Cade grinned and patted the dashboard. His hair had gotten longer in the few weeks Beatrice had been at Melville. It stuck up from his head in a way that reminded her of a poodle. His cheeks wore their usual flush, and his teeth looked very white beneath them. “My sixteenth birthday present.”

“Lucky you. Happy birthday.”

“It was in December. Don’t worry. I didn’t not invite you to my party.”

“I wasn’t concerned.”

“Just in case you were.”

This was how it went with Cade. He’d banter and tease her, always, it seemed, finding ways to let her know that she was the new girl, that he knew more than she did—more people, more teachers, more about Melville, more about everything.

“You want to go for a ride?”

She stared at him. “I’ve got Latin.”

“Amo, amas, amat,” Cade recited. “Come on. It’s only five demerits if it’s your first cut.”

Beatrice bit her lip. “Yeah, but I’ve already gotten three demerits for dress code violations.” Evidently wearing Doc Martens in gym class was demerit-worthy, which, in her opinion, was ridiculous. The girl who sat beside her in Earth Sciences spent most of her time making TikToks; the boy next to her in Advisory wore a T-shirt with the Confederate flag on it, completely visible through his button-down; and she was the one getting in trouble.

“Come on,” Cade said. “Don’t be like the rest of the sheep!” His baaa-ing noise made Beatrice giggle. She looked up at the door. The bell was ringing, and unless she sprinted and risked disarranging her hair, she’d be tardy. If she was already in trouble, she decided, it might as well be for something fun.

She climbed into the passenger’s seat, pulled her seat belt in place, and said, “Where are we going?”

Cade seemed a little startled by her assent, but he made a smooth recovery. “Uh, my place?”

Beatrice rolled her eyes. “Uh, no?”

She wondered if this was a plan to get her up to his bedroom and out of her clothes. The night she’d met him at the movies, Cade had held her hand, for a few minutes, when Beatrice was sure none of the other kids were looking. There’d been three other people in the car when he’d driven her home, and he’d walked her to the door but hadn’t tried to kiss her. When she sat with him at lunch, he asked her lots of questions, and she’d caught him staring at her a time or two in class, but lots of kids stared at her at Melville. What did Cade Langley want with her now?

“Are you bringing me to your house so you can have your way with me?” she asked.

“Have my way with you?” he repeated. “Do you always talk like you’re in a book?”

Beatrice smiled. She was remembering a recent talk she’d had with her mother, about how she should never change herself, or dumb herself down, for some boy’s benefit. Beatrice assumed her mother had gotten the speech from some article or expert, given the fact that she herself had dropped out of college and moved to Pennsylvania for some boy—namely Beatrice’s father. But Beatrice had decided not to say so.

“Where do you want to go?” he asked.

She thought for a minute, leaned forward, and punched an address into the mapping app on her phone. “Follow my directions,” she said, and pointed toward the road.

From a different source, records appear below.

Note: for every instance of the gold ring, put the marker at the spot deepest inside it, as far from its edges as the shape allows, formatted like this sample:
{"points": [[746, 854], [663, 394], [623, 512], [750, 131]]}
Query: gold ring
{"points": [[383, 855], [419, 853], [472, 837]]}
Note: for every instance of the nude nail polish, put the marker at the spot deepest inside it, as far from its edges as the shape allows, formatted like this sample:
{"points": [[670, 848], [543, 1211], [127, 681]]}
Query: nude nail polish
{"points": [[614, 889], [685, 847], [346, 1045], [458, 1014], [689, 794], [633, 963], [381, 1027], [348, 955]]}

Twenty minutes later, they pulled up in front of a large, sober-looking brick building that took up the better part of the block on Twenty-Second Street. It would be a test, she’d decided as they drove. If Cade laughed, or told her it was weird, or refused to go inside with her, she’d have nothing more to do with him. But if he could appreciate it, or even just keep an open mind, then he had potential.

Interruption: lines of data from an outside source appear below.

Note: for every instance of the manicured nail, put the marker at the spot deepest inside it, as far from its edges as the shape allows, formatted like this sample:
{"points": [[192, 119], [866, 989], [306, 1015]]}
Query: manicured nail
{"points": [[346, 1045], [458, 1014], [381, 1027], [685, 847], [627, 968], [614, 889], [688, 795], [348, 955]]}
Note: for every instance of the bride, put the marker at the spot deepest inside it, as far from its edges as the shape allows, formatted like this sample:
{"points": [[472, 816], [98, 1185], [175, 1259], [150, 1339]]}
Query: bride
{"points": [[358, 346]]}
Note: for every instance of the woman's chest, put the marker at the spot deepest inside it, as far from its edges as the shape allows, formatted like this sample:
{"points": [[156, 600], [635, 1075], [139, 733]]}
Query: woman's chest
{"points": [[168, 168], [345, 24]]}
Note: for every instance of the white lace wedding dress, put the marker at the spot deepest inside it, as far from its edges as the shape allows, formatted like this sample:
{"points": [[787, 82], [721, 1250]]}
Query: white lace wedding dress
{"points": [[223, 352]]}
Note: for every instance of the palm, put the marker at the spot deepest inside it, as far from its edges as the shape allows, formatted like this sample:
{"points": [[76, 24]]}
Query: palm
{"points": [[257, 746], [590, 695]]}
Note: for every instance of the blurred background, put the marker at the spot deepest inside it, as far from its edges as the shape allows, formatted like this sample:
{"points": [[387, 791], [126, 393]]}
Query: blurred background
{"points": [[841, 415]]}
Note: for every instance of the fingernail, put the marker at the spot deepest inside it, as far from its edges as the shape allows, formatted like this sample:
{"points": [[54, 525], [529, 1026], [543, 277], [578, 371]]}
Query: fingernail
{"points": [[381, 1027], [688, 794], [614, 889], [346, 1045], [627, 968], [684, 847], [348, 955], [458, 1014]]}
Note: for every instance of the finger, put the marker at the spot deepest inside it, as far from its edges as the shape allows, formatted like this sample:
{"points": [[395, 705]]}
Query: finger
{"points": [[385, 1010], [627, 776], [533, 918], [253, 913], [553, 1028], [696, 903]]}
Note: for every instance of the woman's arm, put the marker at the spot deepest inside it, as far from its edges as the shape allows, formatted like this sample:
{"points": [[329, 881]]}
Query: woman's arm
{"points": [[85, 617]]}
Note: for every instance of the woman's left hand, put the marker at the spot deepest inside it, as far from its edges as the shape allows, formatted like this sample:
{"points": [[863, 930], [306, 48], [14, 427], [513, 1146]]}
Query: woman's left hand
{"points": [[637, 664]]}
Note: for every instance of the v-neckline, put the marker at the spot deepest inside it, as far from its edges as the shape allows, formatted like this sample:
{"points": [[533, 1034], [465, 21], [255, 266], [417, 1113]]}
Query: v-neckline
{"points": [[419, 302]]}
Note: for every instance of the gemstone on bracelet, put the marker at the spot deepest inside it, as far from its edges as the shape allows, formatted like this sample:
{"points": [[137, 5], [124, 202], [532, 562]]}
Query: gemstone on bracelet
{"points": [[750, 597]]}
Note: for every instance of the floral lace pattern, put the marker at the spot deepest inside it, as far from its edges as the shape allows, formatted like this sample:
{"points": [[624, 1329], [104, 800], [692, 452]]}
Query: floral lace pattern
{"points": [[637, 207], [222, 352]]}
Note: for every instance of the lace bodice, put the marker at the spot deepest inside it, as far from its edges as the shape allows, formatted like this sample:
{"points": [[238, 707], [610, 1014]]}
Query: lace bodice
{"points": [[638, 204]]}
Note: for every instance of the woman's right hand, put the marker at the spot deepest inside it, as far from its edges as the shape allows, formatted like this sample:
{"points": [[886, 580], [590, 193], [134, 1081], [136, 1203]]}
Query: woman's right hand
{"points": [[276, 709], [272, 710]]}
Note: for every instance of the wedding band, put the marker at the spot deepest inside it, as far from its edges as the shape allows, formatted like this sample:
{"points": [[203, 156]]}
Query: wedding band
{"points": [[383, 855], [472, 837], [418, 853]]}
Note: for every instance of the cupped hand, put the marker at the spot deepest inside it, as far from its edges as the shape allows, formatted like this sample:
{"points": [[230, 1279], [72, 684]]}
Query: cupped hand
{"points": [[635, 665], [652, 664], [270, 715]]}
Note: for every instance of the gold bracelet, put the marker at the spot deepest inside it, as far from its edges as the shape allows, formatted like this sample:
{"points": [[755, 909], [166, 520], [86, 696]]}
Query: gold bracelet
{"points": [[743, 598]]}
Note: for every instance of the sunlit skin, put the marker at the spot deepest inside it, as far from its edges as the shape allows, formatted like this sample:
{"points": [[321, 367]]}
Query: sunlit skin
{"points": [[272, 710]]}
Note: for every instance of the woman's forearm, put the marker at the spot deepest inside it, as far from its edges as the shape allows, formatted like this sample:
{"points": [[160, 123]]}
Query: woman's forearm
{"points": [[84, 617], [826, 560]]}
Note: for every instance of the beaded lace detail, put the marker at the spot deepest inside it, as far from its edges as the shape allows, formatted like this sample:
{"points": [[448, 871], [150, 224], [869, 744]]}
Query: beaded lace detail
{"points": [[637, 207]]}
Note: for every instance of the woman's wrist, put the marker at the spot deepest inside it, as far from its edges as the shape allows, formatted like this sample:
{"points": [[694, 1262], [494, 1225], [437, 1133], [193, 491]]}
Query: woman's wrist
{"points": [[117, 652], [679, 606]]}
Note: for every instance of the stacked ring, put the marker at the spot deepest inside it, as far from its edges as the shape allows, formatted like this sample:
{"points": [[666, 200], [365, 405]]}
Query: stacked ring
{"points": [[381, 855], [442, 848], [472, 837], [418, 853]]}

She led Cade through the wrought-iron fence, up the stairs, and right to the entrance of one of her favorite places in all of Philadelphia. By then, he’d figured out where they were.

“The Mutter Museum?”

“Moo-ter,” she said, correcting his pronunciation. “There’s an umlaut. Have you ever been?”

He shook his head. “It’s, um, medical oddities, right?”

“The only place in America where you can see the preserved skeleton of conjoined twins,” she said happily. “And a cross section of Albert Einstein’s brain!” Beatrice bounded inside, flashing her card at the guard at the front desk.

“You’re a member?” Cade asked, then, shrugging, answered his own question. “Of course you are.”

Beatrice grinned at him. Her sneakers squeaked on the marble floor. This was one of her happy places.